Wisdom is better than gold

God’s Wisdom is the most profitable thing we can encounter. As the world races toward an economy that lifts high the value of gold and wealth, we have an offering from God to partake of the most valuable thing available to us…the Wisdom of God and His saving Grace. There is nothing more valuable than our relationship with Him. To know and understand the moral knowledge that only God can bring is something that exceeds the value of silver and gold. To enter into the relationship with God and experience His Wisdom is to gain experiences that can only come through that relationship.

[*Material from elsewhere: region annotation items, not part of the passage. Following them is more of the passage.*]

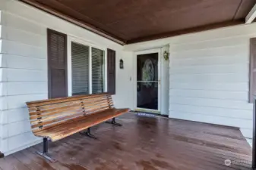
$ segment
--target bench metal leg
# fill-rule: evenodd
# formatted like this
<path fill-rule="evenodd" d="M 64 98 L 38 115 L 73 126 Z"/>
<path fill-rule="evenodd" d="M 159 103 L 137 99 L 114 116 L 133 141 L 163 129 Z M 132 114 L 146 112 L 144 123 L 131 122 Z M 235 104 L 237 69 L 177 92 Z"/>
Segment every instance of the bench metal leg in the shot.
<path fill-rule="evenodd" d="M 120 123 L 117 123 L 115 122 L 115 117 L 114 117 L 111 122 L 106 122 L 106 123 L 109 123 L 109 124 L 112 124 L 114 125 L 117 125 L 117 126 L 122 126 L 122 125 L 121 125 Z"/>
<path fill-rule="evenodd" d="M 54 163 L 56 162 L 55 159 L 51 158 L 48 156 L 48 139 L 46 138 L 43 138 L 43 152 L 36 151 L 36 153 Z"/>
<path fill-rule="evenodd" d="M 90 133 L 90 128 L 87 128 L 87 131 L 86 132 L 79 132 L 79 133 L 81 134 L 86 135 L 86 136 L 90 137 L 91 138 L 97 139 L 97 138 L 96 136 L 94 136 L 93 134 L 92 134 Z"/>

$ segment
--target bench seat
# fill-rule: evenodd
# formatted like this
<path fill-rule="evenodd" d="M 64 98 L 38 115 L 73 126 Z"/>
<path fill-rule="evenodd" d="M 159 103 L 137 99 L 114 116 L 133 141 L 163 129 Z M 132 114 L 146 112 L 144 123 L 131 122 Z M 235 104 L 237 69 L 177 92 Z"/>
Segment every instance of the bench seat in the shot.
<path fill-rule="evenodd" d="M 77 95 L 68 97 L 27 102 L 30 112 L 31 129 L 35 136 L 43 138 L 43 152 L 38 154 L 55 162 L 48 156 L 48 141 L 52 142 L 80 132 L 96 138 L 90 127 L 128 113 L 129 109 L 116 109 L 108 93 Z M 81 132 L 87 129 L 87 132 Z"/>
<path fill-rule="evenodd" d="M 65 123 L 57 125 L 46 130 L 36 133 L 36 136 L 50 139 L 56 141 L 67 136 L 71 135 L 90 127 L 100 124 L 103 122 L 119 116 L 129 109 L 108 109 L 96 112 L 88 116 L 72 119 Z"/>

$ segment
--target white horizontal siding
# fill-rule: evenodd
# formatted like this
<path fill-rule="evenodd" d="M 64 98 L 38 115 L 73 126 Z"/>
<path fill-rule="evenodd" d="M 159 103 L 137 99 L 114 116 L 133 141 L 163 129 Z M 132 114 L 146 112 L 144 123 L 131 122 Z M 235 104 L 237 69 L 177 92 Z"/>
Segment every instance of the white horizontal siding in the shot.
<path fill-rule="evenodd" d="M 122 81 L 113 98 L 117 107 L 131 103 L 132 93 L 124 91 L 123 86 L 132 84 L 131 73 L 126 74 L 132 72 L 132 59 L 123 57 L 132 54 L 123 54 L 122 45 L 19 1 L 0 0 L 1 9 L 0 151 L 10 154 L 41 141 L 30 131 L 26 102 L 48 98 L 48 28 L 116 51 L 117 60 L 122 58 L 128 65 L 117 70 L 117 79 Z M 123 96 L 129 101 L 122 100 Z"/>
<path fill-rule="evenodd" d="M 239 28 L 181 36 L 170 43 L 169 117 L 239 127 L 251 138 L 249 39 L 256 36 L 251 32 L 256 25 L 242 27 L 244 33 L 235 36 L 227 32 L 235 35 Z"/>

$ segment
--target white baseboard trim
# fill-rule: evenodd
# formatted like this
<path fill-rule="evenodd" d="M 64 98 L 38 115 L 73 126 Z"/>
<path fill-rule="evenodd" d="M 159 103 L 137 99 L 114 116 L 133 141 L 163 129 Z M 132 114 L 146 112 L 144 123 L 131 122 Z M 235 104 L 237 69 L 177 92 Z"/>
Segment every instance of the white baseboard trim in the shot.
<path fill-rule="evenodd" d="M 22 147 L 20 147 L 15 148 L 14 150 L 9 150 L 6 153 L 4 153 L 5 156 L 11 155 L 11 154 L 14 153 L 17 153 L 18 151 L 23 150 L 24 149 L 27 149 L 30 147 L 32 147 L 32 146 L 34 146 L 36 144 L 40 144 L 42 142 L 43 142 L 42 139 L 36 139 L 36 141 L 30 142 L 30 143 L 22 146 Z"/>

Solomon, the great King of Israel was given the Wisdom that God wanted him to have. Solomon counted that wisdom the greatest thing he could possibly have. The value that Solomon placed on God’s Wisdom is recorded in part in the Proverbs that King Solomon wrote. In Chapter 3 Solomon wrote about God’s Wisdom using the feminine pronoun:


“For her benefit is more profitable than silver, and her gain is better than gold.” (Proverbs 3:14)


Relationship with God brings the power of His Spirit into our own experience. We find energy that was never present before. We think we seek the “good life” by attaining more salary, a greater number of “things”, more status, higher recognition, great wealth and celebrity, but it pales by comparison to being in the Spirit of God and experiencing His Wisdom. The gain is salvation, forgiveness, blessed hope and continued joy. That gain of salvation is much more profitable than the riches of this world. Jesus asked us to consider what it will gain for us to acquire the entire world, but lose our own soul. The answer is obvious; without Him we are nothing.


There are benefits to relationship with God that far outweigh any benefit that can be obtained by pursuing wealth without submitting to God’s Wisdom. Once having become the most successful, the most outstanding, obtained all the degrees, wealth and fame, the end of it is buried in a small, ornate box with a few words of inscription on a headstone. Gaining life’s greatest treasures but giving up God’s Wisdom will count the person nothing but a fool.


In the final analysis all accomplishments plus a lost relationship with God including rejecting His Wisdom will result in nothing.